The most wonderful thing about winter is that it’s not summer.
Even the briskest single-digit day with high wind chill beats a 90-degree degree day with sponge-like humidity. Of course, we wouldn’t be saying that if the temperature dropped to 135.8 degrees, the lowest recorded temperature, which was logged in Antarctica in August, 2010. And the winter that’s come in Game of Thrones promises some very scary things. But winter can be wonderful, so chill out and read.
- Snow-Snowflakes, snowballs, snow forts. Nothing like a winter school closing and a good old-fashioned snowball fight. Let’s not forget that snow can be deadly too. The Great Blizzard of 1888 dumped 22 inches in New York City, 48 inches in Albany, and 45 inches in New Haven. High winds piled drifts of 30-40 feet over the tops of homes. It caused the deaths of 400 people. And then there are avalanches, see e.g. Italy.
- Hot chocolate-The Olmec civilization in Mexico was the first to mix chocolate with water for a chocolate beverage. The drink was cold and unsweetened. The Spanish conquerors introduced the drink to Europe and started serving it hot and with sugar. After the beverage reached England, the British added milk, and chocolate houses became a rage. Also, technically what you’re imbibing is hot cocoa. Cocoa is cacao with the fat stripped away.
- Ice Sculptures-Ok, when we hear the phrase ice sculptures, we tend to think of tacky ice swans melting on equally tacky buffets. But ice sculpture has turned into an art form with yearly competitions in Russia, China, France, Canada, and Norway. A world ice art championship is held yearly in Fairbanks, Alaska. And for something slightly different, check out the International Snow Sculpture Championships in Breckenridge, Colorado.
- Ice Hotels-Not enough to view ice sculptures? How about living in one. Igloos, snow villages, snow castles, and ice hotels exist everywhere from Finland to Canada. If you only want a sip of residential cold, try the Minus5 Ice Bar in New York City.
- Flexible Flyers–The famed wooden sleds were first manufactured in New Jersey in 1889. They’re now made in China. Oddly enough, sleds were first used in ancient Egypt to haul stones for the pyramids.
- Dog-sledding-Before there was a lyrical one-horse open sleigh, there was dog sledding. Dog-sledding developed among native peoples in northern Canada. Colonists picked up the idea. The French army used dog sleds to haul supplies during the French and Indian War. The idea spread to Europe, and polar explorers relied upon dog sleds on their journeys. (British explorers from Shackleton to Scott famously resisted and insisted upon man-hauling their sleds). The first formal dog- sled race occurred in Nome, Alaska in 1850. Most famous husky: Balto, who led the final leg of a run to bring diphtheria anti-toxin from Anchorage to Nome.
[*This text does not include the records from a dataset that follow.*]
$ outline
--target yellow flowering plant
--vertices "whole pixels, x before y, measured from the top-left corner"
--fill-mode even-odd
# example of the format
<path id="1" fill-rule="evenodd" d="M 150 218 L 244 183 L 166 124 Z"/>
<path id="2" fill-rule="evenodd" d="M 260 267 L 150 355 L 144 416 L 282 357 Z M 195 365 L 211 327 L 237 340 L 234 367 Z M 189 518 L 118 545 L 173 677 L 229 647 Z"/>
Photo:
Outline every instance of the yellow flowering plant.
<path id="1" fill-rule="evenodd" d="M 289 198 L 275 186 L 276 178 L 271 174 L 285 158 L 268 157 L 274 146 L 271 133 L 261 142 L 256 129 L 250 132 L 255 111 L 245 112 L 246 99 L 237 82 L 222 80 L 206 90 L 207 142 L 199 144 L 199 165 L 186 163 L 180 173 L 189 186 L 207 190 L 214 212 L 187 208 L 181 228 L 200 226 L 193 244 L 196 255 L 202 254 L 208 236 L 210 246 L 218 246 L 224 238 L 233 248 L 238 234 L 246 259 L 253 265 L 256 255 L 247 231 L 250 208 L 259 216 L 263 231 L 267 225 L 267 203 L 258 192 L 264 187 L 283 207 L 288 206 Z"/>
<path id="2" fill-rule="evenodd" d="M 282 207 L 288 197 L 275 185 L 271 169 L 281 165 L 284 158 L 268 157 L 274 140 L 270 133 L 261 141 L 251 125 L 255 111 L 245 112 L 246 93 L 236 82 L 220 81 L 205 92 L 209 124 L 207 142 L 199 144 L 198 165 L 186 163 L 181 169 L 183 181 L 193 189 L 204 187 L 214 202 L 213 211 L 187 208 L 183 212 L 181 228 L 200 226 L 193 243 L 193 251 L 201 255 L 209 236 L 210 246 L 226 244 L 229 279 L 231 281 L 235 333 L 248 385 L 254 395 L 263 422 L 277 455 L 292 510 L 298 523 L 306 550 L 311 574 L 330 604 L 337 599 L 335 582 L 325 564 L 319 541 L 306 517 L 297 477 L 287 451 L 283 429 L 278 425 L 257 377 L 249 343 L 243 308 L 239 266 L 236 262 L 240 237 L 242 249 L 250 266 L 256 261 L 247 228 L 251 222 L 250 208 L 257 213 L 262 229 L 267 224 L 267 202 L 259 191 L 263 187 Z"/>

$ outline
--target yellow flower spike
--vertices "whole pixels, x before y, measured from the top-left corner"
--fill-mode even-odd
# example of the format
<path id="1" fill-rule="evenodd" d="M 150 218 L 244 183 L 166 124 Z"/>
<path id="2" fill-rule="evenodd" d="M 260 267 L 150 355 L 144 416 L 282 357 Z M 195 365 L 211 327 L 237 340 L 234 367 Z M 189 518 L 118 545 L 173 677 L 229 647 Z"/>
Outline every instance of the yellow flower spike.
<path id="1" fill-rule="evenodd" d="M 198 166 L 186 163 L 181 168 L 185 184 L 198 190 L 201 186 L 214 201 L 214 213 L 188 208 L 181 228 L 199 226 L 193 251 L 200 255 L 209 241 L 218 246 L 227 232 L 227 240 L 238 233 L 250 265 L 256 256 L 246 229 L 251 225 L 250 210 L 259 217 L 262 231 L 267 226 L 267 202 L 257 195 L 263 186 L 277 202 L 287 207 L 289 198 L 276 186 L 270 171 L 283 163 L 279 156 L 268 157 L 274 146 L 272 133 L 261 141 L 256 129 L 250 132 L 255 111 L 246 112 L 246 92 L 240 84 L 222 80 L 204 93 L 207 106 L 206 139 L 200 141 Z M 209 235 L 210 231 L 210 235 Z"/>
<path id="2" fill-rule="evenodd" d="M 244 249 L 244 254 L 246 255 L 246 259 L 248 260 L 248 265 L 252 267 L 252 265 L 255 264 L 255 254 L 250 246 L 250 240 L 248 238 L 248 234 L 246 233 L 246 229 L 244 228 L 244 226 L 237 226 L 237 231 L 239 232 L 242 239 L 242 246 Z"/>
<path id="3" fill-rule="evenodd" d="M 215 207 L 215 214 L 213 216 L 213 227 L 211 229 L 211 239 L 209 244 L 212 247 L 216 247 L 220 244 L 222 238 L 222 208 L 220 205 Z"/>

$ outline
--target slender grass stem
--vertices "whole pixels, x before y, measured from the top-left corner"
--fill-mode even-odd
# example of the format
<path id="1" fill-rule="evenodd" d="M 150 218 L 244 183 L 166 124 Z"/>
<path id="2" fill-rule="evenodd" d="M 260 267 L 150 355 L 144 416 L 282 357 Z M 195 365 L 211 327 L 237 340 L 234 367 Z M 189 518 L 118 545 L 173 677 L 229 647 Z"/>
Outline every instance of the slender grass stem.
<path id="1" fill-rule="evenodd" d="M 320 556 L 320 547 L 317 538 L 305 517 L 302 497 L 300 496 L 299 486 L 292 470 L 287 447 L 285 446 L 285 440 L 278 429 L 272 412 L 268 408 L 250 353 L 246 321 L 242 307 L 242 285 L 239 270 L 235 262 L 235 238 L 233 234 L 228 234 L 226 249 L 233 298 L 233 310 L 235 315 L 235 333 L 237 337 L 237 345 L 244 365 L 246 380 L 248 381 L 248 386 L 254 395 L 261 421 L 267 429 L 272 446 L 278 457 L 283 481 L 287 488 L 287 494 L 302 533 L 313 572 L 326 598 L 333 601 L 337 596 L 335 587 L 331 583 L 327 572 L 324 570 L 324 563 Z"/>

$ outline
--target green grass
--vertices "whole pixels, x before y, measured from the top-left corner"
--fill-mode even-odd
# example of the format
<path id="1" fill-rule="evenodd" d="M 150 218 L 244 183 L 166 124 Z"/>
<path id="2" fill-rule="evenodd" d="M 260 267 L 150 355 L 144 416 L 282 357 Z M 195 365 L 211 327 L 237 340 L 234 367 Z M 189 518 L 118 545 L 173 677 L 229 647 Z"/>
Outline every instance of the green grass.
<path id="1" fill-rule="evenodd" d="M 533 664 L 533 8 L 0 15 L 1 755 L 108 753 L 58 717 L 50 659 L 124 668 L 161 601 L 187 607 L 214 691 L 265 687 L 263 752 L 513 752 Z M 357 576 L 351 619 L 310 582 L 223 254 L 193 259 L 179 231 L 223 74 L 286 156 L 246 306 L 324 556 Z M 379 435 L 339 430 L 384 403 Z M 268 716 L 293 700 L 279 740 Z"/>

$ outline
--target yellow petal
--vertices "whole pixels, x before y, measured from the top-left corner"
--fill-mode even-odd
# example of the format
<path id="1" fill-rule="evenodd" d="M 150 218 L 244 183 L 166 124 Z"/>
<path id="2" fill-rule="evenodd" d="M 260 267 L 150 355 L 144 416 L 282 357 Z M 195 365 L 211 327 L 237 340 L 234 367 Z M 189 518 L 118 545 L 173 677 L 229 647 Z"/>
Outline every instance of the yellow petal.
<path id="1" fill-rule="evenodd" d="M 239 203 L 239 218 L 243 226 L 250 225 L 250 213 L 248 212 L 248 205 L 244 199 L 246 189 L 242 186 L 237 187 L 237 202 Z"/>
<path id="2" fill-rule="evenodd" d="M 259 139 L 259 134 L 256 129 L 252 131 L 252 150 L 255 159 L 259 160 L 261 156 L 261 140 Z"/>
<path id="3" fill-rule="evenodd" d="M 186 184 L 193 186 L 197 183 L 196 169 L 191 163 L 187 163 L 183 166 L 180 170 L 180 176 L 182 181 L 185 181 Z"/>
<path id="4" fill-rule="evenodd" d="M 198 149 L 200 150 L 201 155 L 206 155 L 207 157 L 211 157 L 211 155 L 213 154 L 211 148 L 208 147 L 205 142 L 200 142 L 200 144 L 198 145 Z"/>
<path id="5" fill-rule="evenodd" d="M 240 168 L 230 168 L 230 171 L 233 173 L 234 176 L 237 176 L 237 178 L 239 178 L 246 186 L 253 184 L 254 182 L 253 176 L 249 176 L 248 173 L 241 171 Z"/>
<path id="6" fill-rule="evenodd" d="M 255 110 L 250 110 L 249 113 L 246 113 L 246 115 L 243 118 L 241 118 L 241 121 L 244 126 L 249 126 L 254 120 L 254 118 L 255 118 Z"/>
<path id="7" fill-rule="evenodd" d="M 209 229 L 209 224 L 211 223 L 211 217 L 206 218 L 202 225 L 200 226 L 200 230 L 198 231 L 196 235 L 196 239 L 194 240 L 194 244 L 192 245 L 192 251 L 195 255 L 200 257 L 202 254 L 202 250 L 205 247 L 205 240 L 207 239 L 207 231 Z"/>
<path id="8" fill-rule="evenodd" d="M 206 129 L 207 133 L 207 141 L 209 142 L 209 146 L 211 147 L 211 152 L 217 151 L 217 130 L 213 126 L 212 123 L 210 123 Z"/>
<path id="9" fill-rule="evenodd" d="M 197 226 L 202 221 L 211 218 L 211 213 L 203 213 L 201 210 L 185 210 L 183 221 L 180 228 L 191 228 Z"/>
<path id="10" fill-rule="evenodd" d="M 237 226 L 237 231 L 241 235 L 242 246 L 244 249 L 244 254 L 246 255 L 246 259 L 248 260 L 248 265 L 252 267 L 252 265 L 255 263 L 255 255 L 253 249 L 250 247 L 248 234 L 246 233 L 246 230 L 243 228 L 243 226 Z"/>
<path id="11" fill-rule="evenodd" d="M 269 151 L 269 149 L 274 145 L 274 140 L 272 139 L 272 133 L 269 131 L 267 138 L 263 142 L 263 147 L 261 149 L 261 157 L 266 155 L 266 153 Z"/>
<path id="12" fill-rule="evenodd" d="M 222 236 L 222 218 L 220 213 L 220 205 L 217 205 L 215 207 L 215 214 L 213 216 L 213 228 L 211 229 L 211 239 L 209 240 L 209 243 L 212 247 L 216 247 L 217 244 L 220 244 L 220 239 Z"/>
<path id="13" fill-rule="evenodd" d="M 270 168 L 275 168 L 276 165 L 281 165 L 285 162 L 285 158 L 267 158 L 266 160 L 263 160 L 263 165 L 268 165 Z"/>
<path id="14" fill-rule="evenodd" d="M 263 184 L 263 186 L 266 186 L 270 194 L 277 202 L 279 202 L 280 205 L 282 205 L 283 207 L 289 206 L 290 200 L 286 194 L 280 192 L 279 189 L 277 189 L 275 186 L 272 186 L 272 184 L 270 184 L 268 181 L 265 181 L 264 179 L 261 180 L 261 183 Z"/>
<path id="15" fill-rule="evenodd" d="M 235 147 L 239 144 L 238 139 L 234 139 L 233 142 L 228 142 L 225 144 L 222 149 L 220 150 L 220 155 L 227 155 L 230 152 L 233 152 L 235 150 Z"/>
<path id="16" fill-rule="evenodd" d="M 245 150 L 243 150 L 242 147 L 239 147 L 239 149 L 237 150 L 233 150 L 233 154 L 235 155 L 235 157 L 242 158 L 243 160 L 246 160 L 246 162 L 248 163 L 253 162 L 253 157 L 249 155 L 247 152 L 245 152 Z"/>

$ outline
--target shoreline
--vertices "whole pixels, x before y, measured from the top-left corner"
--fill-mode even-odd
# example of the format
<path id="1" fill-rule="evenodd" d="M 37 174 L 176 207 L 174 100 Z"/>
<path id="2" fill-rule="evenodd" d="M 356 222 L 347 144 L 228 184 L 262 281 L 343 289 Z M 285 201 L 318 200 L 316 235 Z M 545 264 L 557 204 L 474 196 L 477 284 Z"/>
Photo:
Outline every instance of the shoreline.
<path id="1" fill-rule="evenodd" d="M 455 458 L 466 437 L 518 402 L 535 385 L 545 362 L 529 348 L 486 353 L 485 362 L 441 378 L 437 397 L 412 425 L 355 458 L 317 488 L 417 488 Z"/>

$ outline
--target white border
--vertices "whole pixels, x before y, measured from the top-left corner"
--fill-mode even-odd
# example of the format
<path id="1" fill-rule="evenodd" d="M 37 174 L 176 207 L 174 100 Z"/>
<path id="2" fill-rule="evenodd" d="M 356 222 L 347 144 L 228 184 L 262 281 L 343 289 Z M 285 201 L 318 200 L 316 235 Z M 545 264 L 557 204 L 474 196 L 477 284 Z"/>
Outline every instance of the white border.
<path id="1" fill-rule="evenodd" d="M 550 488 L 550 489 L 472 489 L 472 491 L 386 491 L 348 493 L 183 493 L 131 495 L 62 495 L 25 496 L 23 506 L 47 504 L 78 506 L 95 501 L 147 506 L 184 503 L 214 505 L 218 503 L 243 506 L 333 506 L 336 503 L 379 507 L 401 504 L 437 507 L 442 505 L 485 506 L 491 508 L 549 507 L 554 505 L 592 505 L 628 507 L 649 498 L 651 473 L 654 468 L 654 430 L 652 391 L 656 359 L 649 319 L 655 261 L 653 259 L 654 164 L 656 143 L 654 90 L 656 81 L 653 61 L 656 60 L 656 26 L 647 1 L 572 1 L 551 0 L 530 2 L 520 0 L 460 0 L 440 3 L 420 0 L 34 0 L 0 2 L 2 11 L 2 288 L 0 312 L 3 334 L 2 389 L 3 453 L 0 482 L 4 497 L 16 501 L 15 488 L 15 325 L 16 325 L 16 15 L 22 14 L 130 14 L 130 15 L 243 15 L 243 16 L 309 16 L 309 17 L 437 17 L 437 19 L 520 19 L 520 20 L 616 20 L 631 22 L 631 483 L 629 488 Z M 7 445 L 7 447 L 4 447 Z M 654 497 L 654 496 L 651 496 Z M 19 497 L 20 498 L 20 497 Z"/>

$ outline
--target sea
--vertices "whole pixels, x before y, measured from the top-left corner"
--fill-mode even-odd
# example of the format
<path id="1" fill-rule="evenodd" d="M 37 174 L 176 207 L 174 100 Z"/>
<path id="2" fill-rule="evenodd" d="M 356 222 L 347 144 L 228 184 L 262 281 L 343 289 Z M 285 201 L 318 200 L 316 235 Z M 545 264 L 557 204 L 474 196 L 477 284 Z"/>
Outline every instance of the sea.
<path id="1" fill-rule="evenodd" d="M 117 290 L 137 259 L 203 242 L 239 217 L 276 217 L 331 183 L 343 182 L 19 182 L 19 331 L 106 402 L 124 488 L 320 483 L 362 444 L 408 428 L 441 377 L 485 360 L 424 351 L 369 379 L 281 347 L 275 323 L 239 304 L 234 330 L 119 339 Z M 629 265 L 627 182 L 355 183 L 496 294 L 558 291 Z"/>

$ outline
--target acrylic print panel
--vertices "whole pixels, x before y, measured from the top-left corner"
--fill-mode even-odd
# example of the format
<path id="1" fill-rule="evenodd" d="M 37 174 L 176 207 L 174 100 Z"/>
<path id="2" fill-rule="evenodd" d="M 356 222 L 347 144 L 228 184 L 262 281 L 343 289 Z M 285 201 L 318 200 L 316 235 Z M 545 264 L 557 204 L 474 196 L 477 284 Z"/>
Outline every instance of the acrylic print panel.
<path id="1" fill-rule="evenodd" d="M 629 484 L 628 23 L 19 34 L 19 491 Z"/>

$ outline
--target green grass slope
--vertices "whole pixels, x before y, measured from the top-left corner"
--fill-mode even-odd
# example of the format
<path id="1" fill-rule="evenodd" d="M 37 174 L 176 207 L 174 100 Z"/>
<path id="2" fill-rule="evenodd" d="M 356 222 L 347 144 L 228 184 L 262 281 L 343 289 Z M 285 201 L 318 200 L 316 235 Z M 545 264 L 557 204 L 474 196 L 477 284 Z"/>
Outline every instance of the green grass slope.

Dogs still run the annual Idihtarod race from Settler’s Bay to Nome. Fastest time: 8 days, 11 hours. Snowmobiles now outdo canines. While there were earlier models, Canadian Joseph-Armand Bombardier is credited with the invention of the first modern snowmobile suitable for both wet and dry snow in 1935.
- Skates, Skis, and Snowshoeing- Our remote ancestors found creative ways to move around in snow and ice. The oldest pair of skates was found at the bottom of a Swiss lake and date back to 3000 B.C.E. The runners were made from animal leg bones attached by leather straps. Around the 14th century, the Dutch developed a skate using an iron runner attached to a wooden platform with leather straps. Poles were needed to push off, much like skis. About 1500, the Dutch added narrow metal blades, making poles unnecessary. Rock paintings and skis found in bogs show that hunters and trappers used skis for transportation at least 7,000 years ago. The skis were long pieces of wood that were strapped to the feet.The traditional webbed snowshoe was developed by Native Americans for hunting and travel.
- Best Winter Song-Winter Wonderland. Written by Felix Bernard and Richard Smith in 1934, it’s been recorded by 200 different artists. Here’s Johnny Mathis singing Winter Wonderland: https://www.youtube.com/watch?v=crXJ81GjCWY
- Snow Globes-The first snow globes appeared at the Paris Universal Exposition in 1878 and displayed a little man holding an umbrella. They reappeared at the Exposition in 1889 featuring a miniature Eiffel tower. At the time, each snow globe was individually hand-crafted, making them extremely expensive. Snow globes began being mass-produced in America when a Pittsburgh inventor started assembling them underwater. After snow globes appeared in the films Kitty Foyle and Citizen Kane, their popularity soared. The domes are now commonly made with plastic instead of glass, the liquid is typically water mixed with antifreeze, and the snow is plastic filler, a change from the ground rice, bone, and marble used in earlier incarnations. Largest snow globe collection: 4,059 and counting.
- Great Winter Idioms-Break the ice, tip of the iceberg, snowball effect, snowball’s chance in hell, on thin ice, cold feet, when hell freezes over.